Australian government position

The Inspector-General of Intelligence and Security (IGIS) is an independent statutory office holder in the Commonwealth of Australia responsible for reviewing the activities of the six intelligence agencies under IGIS jurisdiction. With own motion powers in addition to considering complaints or requests from ministers, IGIS is a key element of the accountability regime for Australia’s intelligence and security agencies.

The six intelligence and security agencies under IGIS jurisdiction are:
- Australian Geospatial-Intelligence Organisation (AGO)
- Australian Secret Intelligence Service (ASIS)
- Australian Security Intelligence Organisation (ASIO)
- Australian Signals Directorate (ASD)
- Defence Intelligence Organisation (DIO)
- Office of National Intelligence (ONI)

In addition, the Surveillance Legislation (Identify and Disrupt) Act 2021 expanded IGIS’s jurisdiction to include oversight of the use of network activity warrants by the Australian Criminal Intelligence Commission and the Australian Federal Police.

==History==
The office was formally established by the Inspector-General of Intelligence and Security Act 1986 (the IGIS Act) and commenced operating on 1 February 1987. The inaugural Inspector for Intelligence and Security was Neil McInnes.

The Office of the Inspector-General of Intelligence and Security is situated within the Attorney-General's portfolio for administrative purposes, but as an independent statutory office holder, the IGIS is not subject to general direction from the Attorney-General on how the functions under the IGIS Act should be carried out.

==Role and functions==
The role and functions of the IGIS are set out in sections 8, 9 and 9A of the IGIS Act. These sections of the IGIS Act provide a legal basis for the IGIS to conduct regular inspections of the intelligence agencies and to conduct inquiries, of varying levels of formality, as the need arises. The functions of the Inspector‑General do not include inquiring into the matters to which a complaint made to the Inspector‑General by an employee of an agency relates to the extent that those matters are directly related to the promotion, termination of appointment, discipline or remuneration of the complainant or to other matters relating to the complainant’s employment.

The IGIS:
- regularly visits agencies to check their records
- conducts special inquiries into agency activities
- investigates complaints about the agencies, and
- reports the results of inquiries to Ministers, the Prime Minister and the Parliament.

The overarching purpose of these activities is to ensure that each intelligence agency acts legally and with propriety, complies with ministerial guidelines and directives, and respects human rights.

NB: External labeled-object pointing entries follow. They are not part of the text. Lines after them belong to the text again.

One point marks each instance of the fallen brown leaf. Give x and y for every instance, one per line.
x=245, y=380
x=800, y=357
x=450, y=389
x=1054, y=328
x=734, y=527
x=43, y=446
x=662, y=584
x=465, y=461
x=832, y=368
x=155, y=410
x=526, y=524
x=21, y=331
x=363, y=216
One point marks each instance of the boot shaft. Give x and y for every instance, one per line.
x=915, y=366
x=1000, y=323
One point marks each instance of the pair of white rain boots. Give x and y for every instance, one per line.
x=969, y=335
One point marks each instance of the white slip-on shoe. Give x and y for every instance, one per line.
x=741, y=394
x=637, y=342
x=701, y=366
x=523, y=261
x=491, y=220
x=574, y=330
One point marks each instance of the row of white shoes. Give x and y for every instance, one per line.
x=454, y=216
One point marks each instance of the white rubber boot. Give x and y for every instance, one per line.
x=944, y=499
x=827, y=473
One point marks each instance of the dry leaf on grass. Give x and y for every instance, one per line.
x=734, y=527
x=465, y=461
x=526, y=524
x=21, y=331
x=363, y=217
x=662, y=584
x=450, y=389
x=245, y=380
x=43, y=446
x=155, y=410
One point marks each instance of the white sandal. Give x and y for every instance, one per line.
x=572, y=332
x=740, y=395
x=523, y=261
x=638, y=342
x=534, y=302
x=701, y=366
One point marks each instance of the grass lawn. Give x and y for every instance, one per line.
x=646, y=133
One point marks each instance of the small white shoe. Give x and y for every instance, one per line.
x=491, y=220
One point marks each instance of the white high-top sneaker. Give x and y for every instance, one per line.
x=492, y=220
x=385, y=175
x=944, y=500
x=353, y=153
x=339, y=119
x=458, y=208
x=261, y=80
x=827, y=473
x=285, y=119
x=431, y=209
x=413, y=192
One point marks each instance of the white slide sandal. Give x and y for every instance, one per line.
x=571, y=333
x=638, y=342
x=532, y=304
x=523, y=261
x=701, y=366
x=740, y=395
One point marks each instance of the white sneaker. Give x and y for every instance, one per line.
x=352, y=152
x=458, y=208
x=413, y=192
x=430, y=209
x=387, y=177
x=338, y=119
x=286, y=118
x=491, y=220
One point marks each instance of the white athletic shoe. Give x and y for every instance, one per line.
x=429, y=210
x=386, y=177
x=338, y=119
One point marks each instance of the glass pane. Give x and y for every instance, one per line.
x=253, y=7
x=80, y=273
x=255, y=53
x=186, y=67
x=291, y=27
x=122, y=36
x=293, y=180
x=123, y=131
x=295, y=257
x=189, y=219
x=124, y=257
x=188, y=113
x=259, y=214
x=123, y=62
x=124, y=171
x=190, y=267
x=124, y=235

The majority of the resources of the office are directed towards on-going inspection and monitoring activities, so as to identify issues or concerns before they develop into major problems which then require remedial action. The inspection role of the IGIS is complemented by the Inspector-General’s inquiry function. In undertaking inquiries the Inspector-General has very strong investigative powers, akin to those of a Royal Commission.

Inquiries are conducted in private because they frequently involve highly classified or sensitive information, and the methods by which it is collected. The public ventilation of this material would be potentially very harmful to those persons involved in its collection, or compromise collection, neither of which would serve the national interest.

The intelligence agencies are also subject to review by the Parliamentary Joint Committee on Intelligence and Security as well as the Australian National Audit Office. Certain ASIO assessments can be appealed to the Administrative Appeals Tribunal for a merits review of a decision. Proceedings can also be instituted against AIC agencies in the Courts.

== Inspectors-General ==
The Inspector-General of Intelligence and Security is appointed by the Governor-General under the Inspector-General of Intelligence and Security Act 1986.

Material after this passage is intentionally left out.